Welcome back to the Holliest, Jolliest, Musically-Snobbiest corner of Cyberspace. . .
Album Title: A Christmas Album: New Songs for an Old Celebration
Album Artist: Connie Kaldor
Whatever I thought I was going to end up with when purchasing this record a month ago. . . dear Christ, I was wrong.
Without a doubt, today's LP was purchased solely because of the album cover art, which - while disgusting to look at - provides us with zero clues as to what the actual record is going to sound like. There's no one famous listed anywhere on the album cover, just a 'Connie Kaldor' (as if any of us know who the hell that is.) There's a date (Nov. 4, 186) and a radio station scrawled across the top of the album in ugly, green marker; WGNC-FM, which, when I looked up it up on the ol' Internet, is a Christian radio station broadcasting from Constantine, Michigan.
I have no idea where that is.
Who decorates a tree like this. . . |
Anyway, the album cover is as random and ugly as the tracks of this LP, folks. The first song on Side A - 'Last Month of the Year' sounds like a slave spiritual song that had been passed down through the generations until it ended up in some evangelical church somewhere in the Deep South, where the Whites got a hold of it and made it their own. This is out of place enough, but then 'Island Santa' starts and suddenly we're listening to a poppy, 80's calypso number that reminds one of the music you'd expect to hear playing behind the intro credits of a 1980s comedy that takes place on a beach somewhere in the Caribbean. It's a poorly-contrived impression of Jimmy Buffet's take on Christmas music, and - like every other artist who tries to rip off Buffet - it falls flat on its face.
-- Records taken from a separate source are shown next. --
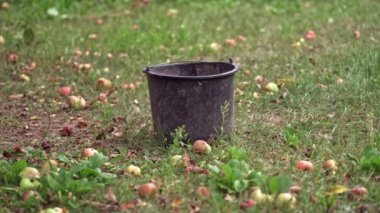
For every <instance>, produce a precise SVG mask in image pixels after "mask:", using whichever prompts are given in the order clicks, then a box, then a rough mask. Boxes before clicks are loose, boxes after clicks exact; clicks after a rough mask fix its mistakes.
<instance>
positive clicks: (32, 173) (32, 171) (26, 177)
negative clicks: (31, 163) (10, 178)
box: [20, 167, 41, 179]
mask: <svg viewBox="0 0 380 213" xmlns="http://www.w3.org/2000/svg"><path fill="white" fill-rule="evenodd" d="M20 176H21V177H22V178H30V179H35V178H40V177H41V175H40V172H39V171H38V169H36V168H33V167H26V168H25V169H23V170H22V171H21V173H20Z"/></svg>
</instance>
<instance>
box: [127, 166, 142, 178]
mask: <svg viewBox="0 0 380 213" xmlns="http://www.w3.org/2000/svg"><path fill="white" fill-rule="evenodd" d="M127 172H128V174H131V175H134V176H140V175H141V169H140V168H139V167H137V166H135V165H129V166H128V168H127Z"/></svg>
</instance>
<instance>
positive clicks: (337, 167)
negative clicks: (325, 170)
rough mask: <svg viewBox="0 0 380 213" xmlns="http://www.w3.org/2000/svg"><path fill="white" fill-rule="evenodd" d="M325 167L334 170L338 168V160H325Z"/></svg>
mask: <svg viewBox="0 0 380 213" xmlns="http://www.w3.org/2000/svg"><path fill="white" fill-rule="evenodd" d="M323 167H324V168H325V169H327V170H332V171H335V170H338V166H337V165H336V161H335V160H333V159H330V160H327V161H325V163H324V164H323Z"/></svg>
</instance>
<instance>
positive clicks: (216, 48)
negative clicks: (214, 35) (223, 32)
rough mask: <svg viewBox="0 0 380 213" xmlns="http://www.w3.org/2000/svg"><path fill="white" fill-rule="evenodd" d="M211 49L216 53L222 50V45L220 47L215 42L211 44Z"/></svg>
mask: <svg viewBox="0 0 380 213" xmlns="http://www.w3.org/2000/svg"><path fill="white" fill-rule="evenodd" d="M210 48H211V49H212V50H214V51H219V50H220V49H222V45H220V44H218V43H216V42H213V43H211V44H210Z"/></svg>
As the album plays on, I find myself becoming more and more annoyed with Connie's delivery. She can carry notes (a little), but her voice never sounds authentic. It's like she couldn't decide what kind of album she should cut with this LP, so she just waltzed into her local recording studio and said 'screw it, we're doing everything.'
Connie changes her singing styles as often as the tracks on this album change genres, and it's. . . really annoying. 'Mincemeat Tart' and 'Christmas Time (Gonna Be Home)' (who the f*** decided a song with a title like this warranted placement on a frickin' Christmas album) sounds like she's trying too hard to hard to be the love child of Melissa Ethridge and George Thorogood, with an imitation raspy, whiskey-burnt throat. With 'Have Yourself a Merry Little Christmas,' in contrast, she sounds like the best singer in the choir of your Contemporary Service at your local church (you know, the service that starts at 11:15am, so you can sleep in a little, but it's not as quality as the 9am Traditional Service.)
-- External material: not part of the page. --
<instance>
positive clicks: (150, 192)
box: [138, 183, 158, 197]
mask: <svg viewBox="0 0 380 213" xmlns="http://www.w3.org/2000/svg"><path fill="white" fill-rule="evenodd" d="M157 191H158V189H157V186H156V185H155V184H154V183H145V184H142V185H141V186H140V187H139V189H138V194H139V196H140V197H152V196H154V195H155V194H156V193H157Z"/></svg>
And on the 'country' numbers like 'If We Make It to December' or 'Cowboy Christmas'? Don't jump to conclusions now and assume she's trying to do her shitty impressions of Dolly, Tammy, or Loretta. Nope. On these ones she sounds more like when Barney (yes, the purple dinosaur) and his gaggle of underage hangers-on visit a farm and they bring out some shitty 'farmhand' to show the kids what life on the farm is like, and then they of course break out in song.
It's that shitty.
One final note on this one, folks. There are 'musicians' listed here on the back of the album cover, but most of the music on this record could just as well be a pre-recorded backing track (because most of the 'instruments' sound like it's a loop on some 'state of the art' 1980s Casio keyboard.) There's some guitar work here and there, but this is probably performed by the same earring-ed, pony-tailed guy that owns the recording studio. He's probably part of the recording package she purchased.
So yeah. This one was really, really weird, guys.
VERDICT: 4/10 - Borophyll (A Canadian grifter from the 1980s throws just about everything at the wall to see what sticks, and ends up giving us one of the most inconsistent and comically bad Christmas albums of the season. It's actually just like the ugly Christmas tree from the album cover, but in song form.)